03/16/2025
Bill of Rights Reader, #5:
“The reader will find in this book close to four score cases, all but several decided by the Supreme Court. They deal with different aspects of the Bill of rights (by which we mean bit only the first eight or ten amendments, but also the Civil War Amendments and some of the provisions of the original Constitution, like those prohibiting bills of attainder and test oaths—in brief, all provisions incorporating civil and political liberties wherever they may appear in the Constitution).
..the opinions of Justices Murphy, Rutledge, Black, and Douglas that speak with a special urgency and relevance. With this experience before us, we may anticipate that the next generation will select the opinions of Justices not yet named to the Court Yet there is continuity; but it is the continuity of the living: men stand upon the shoulders of their forefathers, and see further; and if not further, at least differently—but being men, stand upon the shoulders of their forefathers they must.”
(from: the Bill of Rights Reader, Milton Konvitz. Cornell University Press. Preface to the First Edition, June 18, 1954. 2nd ed. 1960) We need his strength now.)
Sidebar # 1—Justice Douglas wrote several excellent books that are worth reading.

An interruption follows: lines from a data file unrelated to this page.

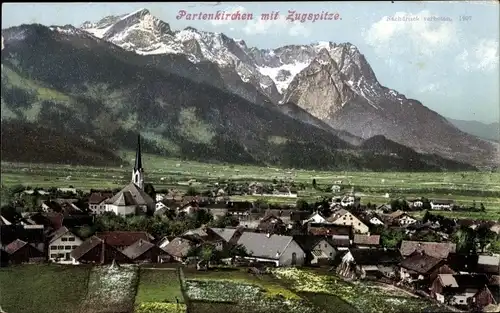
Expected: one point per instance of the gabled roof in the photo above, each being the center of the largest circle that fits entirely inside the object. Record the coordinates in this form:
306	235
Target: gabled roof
131	194
137	249
99	197
370	240
420	263
179	247
123	238
438	250
85	247
463	281
264	246
375	256
60	232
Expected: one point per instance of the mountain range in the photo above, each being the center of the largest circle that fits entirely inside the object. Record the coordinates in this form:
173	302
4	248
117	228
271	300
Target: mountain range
489	131
206	96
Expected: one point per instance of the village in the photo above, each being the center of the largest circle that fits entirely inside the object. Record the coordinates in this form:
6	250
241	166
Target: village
455	262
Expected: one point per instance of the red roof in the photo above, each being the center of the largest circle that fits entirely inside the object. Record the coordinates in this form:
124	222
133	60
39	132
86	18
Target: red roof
123	238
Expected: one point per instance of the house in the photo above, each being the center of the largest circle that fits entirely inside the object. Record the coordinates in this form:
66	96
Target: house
401	218
123	239
32	234
271	224
441	204
375	220
163	242
97	202
336	188
488	264
319	251
360	263
366	241
179	247
460	288
487	295
415	203
61	243
420	267
316	217
145	252
344	217
96	250
130	200
438	250
20	251
349	200
280	250
159	206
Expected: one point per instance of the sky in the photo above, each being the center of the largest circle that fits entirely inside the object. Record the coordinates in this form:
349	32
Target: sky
450	63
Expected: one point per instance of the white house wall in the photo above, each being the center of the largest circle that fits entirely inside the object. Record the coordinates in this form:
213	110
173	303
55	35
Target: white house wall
62	246
286	256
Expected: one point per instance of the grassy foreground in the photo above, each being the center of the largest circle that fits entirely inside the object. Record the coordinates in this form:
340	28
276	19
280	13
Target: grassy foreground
104	289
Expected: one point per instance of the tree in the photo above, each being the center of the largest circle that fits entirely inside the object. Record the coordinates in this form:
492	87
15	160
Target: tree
302	205
191	191
390	238
484	236
465	239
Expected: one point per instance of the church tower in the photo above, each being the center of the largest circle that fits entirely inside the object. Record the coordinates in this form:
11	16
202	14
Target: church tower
138	172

# 2-- the vernacular of gender may be bothersome to some readers, which is not uncommon for the era in which written. Another great book guilty of that is Napoleon Hill’s Think and Grow Rich. Modernizing it changes it, think of the difference with the King James vs. modern Bibles—way different. Moral of the story is keep reading. There is so much value in a book, which I discovered at the end of a semester when I chose not to read my texts.